People get dry mouth when the glands in the mouth that make saliva are not working properly. Because of this, there might not be enough saliva to keep the mouth wet. There are several reasons why the salivary glands might not be working right.

Disease

Sjogren's Syndrome is a major cause of dry mouth.

Other disorders can also cause dry mouth or affect the salivary glands. Some people experience dry mouth even if their salivary glands are working correctly. Some with certain diseases, such as Parkinson's disease, or those who have had a stroke, may not be able to feel wetness in their mouth and may think their mouth is dry even though it is not.

Side Effects of Some Medicines

More than 400 medicines can cause the salivary glands to make less saliva.

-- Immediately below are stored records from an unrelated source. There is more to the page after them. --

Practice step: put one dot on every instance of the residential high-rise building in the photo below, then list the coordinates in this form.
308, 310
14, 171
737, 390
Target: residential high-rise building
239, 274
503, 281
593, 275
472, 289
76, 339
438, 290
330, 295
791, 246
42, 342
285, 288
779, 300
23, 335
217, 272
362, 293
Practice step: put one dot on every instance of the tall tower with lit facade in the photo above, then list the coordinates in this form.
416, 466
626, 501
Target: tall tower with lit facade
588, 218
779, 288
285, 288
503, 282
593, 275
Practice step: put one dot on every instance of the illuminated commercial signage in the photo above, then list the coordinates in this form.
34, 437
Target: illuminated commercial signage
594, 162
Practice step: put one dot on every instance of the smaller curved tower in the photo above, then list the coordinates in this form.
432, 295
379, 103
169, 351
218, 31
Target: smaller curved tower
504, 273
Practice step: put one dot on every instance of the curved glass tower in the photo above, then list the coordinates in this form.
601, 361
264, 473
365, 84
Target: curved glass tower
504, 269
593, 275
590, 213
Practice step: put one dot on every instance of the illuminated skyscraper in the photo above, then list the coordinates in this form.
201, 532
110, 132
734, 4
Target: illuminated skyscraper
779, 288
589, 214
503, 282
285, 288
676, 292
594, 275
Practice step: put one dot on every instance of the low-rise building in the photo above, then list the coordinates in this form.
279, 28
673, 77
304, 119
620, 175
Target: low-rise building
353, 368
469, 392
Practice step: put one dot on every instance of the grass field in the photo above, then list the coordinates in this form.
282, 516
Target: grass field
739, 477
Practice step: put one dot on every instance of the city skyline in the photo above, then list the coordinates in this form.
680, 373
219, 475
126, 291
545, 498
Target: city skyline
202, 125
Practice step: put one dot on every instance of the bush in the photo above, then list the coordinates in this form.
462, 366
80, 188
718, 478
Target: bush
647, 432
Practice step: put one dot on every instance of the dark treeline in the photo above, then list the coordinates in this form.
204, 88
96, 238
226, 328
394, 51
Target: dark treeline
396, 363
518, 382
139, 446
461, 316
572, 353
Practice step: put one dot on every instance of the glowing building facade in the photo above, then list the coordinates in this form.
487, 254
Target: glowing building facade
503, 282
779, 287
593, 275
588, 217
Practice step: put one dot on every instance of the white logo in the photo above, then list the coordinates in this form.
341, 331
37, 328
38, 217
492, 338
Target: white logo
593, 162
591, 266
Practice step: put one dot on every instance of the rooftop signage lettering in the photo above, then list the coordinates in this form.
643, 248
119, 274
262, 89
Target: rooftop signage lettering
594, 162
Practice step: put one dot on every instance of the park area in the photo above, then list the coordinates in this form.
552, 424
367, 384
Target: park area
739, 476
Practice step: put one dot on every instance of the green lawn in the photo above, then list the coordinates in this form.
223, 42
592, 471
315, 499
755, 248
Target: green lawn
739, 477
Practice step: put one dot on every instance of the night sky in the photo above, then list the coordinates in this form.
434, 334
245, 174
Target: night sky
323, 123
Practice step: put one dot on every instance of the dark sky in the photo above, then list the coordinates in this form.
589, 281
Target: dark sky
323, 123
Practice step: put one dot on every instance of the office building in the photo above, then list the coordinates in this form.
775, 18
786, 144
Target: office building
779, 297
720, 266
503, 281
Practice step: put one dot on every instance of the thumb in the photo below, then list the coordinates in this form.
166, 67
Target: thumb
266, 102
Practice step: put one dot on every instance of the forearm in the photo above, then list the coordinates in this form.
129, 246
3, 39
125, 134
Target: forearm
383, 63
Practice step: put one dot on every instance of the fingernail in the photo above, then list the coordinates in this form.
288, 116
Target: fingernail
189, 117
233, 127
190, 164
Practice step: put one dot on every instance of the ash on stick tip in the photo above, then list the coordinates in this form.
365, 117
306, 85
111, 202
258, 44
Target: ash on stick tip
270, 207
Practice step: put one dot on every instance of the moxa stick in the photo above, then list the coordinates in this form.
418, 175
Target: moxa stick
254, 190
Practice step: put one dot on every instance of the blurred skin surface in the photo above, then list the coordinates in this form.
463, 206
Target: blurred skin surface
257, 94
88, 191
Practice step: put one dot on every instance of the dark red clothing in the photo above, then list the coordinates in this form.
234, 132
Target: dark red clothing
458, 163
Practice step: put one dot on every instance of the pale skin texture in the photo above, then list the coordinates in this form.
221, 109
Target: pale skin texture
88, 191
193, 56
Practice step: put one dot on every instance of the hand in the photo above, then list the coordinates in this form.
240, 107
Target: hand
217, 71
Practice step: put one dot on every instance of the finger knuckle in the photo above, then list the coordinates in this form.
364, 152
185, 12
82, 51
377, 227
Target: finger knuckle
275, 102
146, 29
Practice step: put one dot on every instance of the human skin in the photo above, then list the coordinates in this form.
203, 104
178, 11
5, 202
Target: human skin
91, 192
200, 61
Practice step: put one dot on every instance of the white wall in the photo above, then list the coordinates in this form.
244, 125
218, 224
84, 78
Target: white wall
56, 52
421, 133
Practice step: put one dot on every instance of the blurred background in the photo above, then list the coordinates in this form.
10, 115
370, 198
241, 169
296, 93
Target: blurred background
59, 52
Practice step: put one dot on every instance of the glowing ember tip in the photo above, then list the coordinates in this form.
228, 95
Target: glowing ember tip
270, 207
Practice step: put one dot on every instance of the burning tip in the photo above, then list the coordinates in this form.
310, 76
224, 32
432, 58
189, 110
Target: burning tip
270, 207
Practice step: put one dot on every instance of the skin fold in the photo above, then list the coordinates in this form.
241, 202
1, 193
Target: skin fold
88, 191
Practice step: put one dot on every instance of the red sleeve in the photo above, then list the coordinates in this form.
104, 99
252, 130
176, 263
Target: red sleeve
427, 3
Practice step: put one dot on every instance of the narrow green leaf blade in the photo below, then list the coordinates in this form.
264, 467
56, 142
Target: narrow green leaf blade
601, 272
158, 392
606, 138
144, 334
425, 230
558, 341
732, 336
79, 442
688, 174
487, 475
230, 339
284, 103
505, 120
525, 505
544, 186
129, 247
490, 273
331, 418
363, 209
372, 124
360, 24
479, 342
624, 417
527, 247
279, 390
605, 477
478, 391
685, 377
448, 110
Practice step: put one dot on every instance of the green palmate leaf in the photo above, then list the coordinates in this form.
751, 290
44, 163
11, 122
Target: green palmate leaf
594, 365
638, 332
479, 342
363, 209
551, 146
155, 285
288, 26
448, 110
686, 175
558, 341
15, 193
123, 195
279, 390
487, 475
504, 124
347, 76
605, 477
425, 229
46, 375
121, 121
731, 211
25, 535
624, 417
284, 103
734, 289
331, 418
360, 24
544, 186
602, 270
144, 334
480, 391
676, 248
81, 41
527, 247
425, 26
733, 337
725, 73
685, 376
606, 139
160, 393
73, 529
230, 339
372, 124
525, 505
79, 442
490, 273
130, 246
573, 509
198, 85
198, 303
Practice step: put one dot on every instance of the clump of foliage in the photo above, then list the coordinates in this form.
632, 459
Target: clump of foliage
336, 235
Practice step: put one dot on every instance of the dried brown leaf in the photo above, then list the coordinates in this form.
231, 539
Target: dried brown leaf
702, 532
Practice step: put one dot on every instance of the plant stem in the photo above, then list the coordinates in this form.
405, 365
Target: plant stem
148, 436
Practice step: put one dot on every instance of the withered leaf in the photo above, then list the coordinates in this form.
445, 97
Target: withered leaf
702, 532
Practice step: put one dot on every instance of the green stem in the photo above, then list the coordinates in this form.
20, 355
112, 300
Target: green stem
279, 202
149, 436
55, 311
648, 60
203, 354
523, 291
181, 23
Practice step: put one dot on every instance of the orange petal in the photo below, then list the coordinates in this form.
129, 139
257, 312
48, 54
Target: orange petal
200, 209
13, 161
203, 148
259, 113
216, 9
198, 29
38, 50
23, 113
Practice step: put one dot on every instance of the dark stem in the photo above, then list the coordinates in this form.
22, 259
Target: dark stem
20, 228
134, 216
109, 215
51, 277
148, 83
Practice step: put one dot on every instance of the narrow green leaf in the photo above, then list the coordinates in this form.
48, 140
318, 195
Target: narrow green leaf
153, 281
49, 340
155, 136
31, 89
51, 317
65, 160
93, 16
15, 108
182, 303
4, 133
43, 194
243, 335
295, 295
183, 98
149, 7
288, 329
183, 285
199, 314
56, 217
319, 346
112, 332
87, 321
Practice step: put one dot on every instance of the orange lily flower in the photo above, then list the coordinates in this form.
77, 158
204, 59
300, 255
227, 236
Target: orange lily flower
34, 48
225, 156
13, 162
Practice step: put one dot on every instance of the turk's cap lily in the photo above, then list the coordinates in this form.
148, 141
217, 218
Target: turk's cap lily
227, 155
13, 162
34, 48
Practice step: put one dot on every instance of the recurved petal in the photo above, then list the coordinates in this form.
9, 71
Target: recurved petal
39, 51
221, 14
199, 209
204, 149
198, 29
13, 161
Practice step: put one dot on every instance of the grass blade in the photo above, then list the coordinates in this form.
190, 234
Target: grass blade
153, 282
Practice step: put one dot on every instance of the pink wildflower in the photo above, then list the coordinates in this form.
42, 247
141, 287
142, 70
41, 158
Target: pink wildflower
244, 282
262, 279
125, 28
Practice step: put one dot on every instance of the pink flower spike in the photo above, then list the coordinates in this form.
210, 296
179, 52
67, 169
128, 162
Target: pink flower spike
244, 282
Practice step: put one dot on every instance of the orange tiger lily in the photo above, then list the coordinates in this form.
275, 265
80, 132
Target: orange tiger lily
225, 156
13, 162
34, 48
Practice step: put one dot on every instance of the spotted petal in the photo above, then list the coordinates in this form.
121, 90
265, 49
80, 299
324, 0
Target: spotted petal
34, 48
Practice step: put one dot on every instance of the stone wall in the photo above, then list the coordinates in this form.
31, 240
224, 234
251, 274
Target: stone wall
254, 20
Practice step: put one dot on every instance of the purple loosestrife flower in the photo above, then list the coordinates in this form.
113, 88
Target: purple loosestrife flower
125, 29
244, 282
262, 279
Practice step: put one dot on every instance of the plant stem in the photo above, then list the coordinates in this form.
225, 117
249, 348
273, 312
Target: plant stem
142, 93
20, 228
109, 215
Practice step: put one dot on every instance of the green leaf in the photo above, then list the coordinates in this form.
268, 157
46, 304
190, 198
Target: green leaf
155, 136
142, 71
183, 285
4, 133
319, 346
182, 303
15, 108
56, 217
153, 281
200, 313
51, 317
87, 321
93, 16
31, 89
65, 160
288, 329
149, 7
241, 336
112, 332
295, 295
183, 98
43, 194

However, you should not stop taking them without asking your doctor. Your dose may have been adjusted to help protect against drying side effects or the drug you take may have been selected because it is less likely to cause dryness. Drugs that can cause dryness include:

  • Antihistamines
  • Decongestants
  • Diuretics
  • Some anti-diarrhea drugs
  • Some anti-psychotic drugs
  • Tranquilizers
  • Some blood pressure medicines
  • Antidepressants

Radiation therapy

The salivary glands can be damaged if they are exposed to radiation during cancer treatment.

Chemotherapy

Drugs used to treat cancer can make saliva thicker, causing dry mouth.

Nerve damage

Injury to the head or neck can damage the nerves that signal salivary glands to produce saliva.